For international buyers, that vertical control translates into accountability. When a single factory owns every step, defects are traced and fixed at source rather than bounced between vendors, and your specifications survive intact from first sample to bulk. We back this with 15+ years of experience, shipments to 60+ countries, more than 5 million pairs produced per year and a 98.5% on-time delivery rate. Our certifications — CE EN ISO 12312-1, FDA registration, ANSI Z80.3, AS/NZS 1067, REACH, ISO 9001 and BSCI audit — mean the compliance documentation your market requires already exists. Explore our manufacturing capabilities and quality control process to see how this works in practice.
Frequently asked questions
Which material is usually cheaper for custom sunglasses at low MOQ? Usually injected PC on simple fashion shapes, because small orders absorb the same setup, logo, packaging, and QC costs as larger runs and PC programs are often easier to process. Do not compare quotations on resin name alone. Ask the supplier for a like-for-like price using the same lens, hinge, finish, logo method, packaging, and quality standard.

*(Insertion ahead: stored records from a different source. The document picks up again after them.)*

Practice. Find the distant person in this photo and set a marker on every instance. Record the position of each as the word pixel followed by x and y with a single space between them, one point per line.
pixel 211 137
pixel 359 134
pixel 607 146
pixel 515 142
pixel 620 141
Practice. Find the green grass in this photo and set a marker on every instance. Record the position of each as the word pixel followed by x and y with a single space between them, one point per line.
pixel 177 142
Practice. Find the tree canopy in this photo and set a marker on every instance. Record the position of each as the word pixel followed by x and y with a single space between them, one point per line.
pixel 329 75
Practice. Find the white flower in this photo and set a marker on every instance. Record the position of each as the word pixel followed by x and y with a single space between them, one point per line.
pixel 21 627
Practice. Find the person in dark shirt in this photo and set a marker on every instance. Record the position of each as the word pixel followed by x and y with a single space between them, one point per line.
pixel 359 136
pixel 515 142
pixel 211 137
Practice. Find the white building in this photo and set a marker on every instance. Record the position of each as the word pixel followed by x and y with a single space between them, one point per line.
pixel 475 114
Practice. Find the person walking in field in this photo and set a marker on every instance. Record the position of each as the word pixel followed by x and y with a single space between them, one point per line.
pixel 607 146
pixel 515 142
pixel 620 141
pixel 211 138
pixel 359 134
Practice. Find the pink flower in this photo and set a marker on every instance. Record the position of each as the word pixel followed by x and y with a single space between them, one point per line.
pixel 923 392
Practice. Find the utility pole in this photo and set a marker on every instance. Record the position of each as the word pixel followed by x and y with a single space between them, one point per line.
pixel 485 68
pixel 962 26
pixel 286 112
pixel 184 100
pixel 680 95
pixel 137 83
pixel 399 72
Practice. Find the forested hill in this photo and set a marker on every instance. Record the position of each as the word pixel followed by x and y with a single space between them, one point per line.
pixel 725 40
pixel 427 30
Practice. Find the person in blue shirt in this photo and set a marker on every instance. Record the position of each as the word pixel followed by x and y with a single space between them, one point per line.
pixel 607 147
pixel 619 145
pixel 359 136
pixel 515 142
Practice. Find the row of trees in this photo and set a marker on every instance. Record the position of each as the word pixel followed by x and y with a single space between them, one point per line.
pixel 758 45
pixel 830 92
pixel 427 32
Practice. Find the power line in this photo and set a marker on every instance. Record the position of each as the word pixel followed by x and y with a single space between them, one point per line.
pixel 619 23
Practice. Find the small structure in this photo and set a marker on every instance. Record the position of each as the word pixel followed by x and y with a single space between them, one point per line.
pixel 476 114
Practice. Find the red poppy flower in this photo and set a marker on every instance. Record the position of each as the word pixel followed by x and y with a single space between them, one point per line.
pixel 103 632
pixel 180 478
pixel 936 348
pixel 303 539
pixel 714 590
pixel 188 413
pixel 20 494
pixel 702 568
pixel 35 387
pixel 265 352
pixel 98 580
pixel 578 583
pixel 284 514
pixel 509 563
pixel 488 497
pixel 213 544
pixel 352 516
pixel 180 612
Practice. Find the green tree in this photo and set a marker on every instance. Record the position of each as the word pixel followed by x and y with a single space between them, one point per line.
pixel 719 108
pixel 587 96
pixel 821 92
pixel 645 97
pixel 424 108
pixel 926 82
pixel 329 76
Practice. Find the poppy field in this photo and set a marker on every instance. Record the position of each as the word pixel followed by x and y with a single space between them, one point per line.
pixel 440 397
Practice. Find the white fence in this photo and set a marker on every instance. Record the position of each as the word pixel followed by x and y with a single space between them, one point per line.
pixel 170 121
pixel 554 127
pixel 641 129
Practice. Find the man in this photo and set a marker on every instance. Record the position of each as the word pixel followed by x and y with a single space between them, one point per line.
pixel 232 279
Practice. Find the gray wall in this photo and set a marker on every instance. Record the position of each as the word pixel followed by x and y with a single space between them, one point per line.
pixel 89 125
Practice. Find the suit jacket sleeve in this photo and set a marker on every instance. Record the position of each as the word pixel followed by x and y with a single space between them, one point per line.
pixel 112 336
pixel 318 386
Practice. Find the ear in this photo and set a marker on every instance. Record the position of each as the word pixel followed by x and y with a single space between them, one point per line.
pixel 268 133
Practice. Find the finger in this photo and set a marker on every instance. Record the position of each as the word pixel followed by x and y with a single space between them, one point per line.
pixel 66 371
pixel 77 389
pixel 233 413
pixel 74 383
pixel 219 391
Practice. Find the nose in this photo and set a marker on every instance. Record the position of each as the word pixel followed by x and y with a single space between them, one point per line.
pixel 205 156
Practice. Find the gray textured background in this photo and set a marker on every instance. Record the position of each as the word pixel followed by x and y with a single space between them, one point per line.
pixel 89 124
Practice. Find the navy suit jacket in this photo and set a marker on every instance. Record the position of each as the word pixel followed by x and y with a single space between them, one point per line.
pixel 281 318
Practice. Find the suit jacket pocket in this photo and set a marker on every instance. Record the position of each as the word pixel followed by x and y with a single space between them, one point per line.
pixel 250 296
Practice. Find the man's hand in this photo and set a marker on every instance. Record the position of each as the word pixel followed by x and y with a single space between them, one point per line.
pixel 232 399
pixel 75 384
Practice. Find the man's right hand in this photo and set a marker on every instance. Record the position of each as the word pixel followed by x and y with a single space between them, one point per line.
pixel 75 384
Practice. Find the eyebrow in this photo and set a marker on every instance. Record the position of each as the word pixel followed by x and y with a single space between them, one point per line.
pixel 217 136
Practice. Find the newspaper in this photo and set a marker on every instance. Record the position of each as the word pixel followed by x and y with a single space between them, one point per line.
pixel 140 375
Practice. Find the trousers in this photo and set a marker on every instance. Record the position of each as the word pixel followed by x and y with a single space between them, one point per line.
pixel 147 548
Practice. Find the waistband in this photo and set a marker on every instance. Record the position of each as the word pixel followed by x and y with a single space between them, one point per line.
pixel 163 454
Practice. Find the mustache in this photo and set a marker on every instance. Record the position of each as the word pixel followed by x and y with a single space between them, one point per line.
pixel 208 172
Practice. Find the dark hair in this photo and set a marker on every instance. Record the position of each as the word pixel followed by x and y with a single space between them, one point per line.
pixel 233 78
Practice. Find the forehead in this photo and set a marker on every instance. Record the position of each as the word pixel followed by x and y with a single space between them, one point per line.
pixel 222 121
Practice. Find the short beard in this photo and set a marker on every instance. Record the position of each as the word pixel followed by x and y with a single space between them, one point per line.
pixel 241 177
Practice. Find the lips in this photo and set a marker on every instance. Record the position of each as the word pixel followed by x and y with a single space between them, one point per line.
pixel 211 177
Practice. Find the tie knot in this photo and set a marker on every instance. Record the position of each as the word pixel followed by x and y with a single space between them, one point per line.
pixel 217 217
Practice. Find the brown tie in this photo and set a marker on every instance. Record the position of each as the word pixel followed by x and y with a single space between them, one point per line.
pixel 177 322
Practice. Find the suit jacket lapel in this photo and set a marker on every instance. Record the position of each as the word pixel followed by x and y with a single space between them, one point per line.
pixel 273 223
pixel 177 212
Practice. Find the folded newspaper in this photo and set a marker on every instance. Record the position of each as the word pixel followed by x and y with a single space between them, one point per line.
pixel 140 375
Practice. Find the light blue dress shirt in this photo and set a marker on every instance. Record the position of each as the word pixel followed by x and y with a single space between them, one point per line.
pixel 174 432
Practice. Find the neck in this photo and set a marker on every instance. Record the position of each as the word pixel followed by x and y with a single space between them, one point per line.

Is TR90 always the better choice for durability? No. TR90 is often chosen for flexibility and bend recovery, but durability depends on the full construction: hinge design, insert retention, section thickness, lens fit, and assembly control. Request testing on the actual frame, inspect the hinge area after repeated opening and closing, and judge the finished product rather than relying on material claims.
Can both PC and TR90 sunglasses meet export compliance requirements? Yes, if the finished sunglasses are tested and documented for the target market. Request evidence tied to the same frame-and-lens construction: EN ISO 12312-1 and the related CE documentation for EU sales, ANSI Z80.3 where applicable for the US market, AS/NZS 1067 for Australia and New Zealand, and REACH information for restricted substances. Treat FDA registration, ISO 9001, and BSCI as company-level documents, not proof that a specific SKU is compliant.
How fast can samples and bulk orders be completed? There is no reliable universal lead time. Stock-based developments with standard lenses usually move much faster than programs requiring new tooling, custom colors, special packaging, or revised testing. Ask the supplier to break the schedule into tool completion, first sample, sample revision, bulk production, and shipment booking, and confirm whether any critical items such as lenses or packaging are sourced externally.
What should I approve before confirming bulk production? Approve the pre-production sample made with the final resin grade, lens, finish, logo, hinge, and packaging. Also approve the drawing or spec sheet, the applicable test report or declaration, lens category or visible light transmission, cosmetic standard, key dimensions, inspection method, and all market-facing markings. If any of those change after approval, treat it as a new approval cycle rather than a minor update.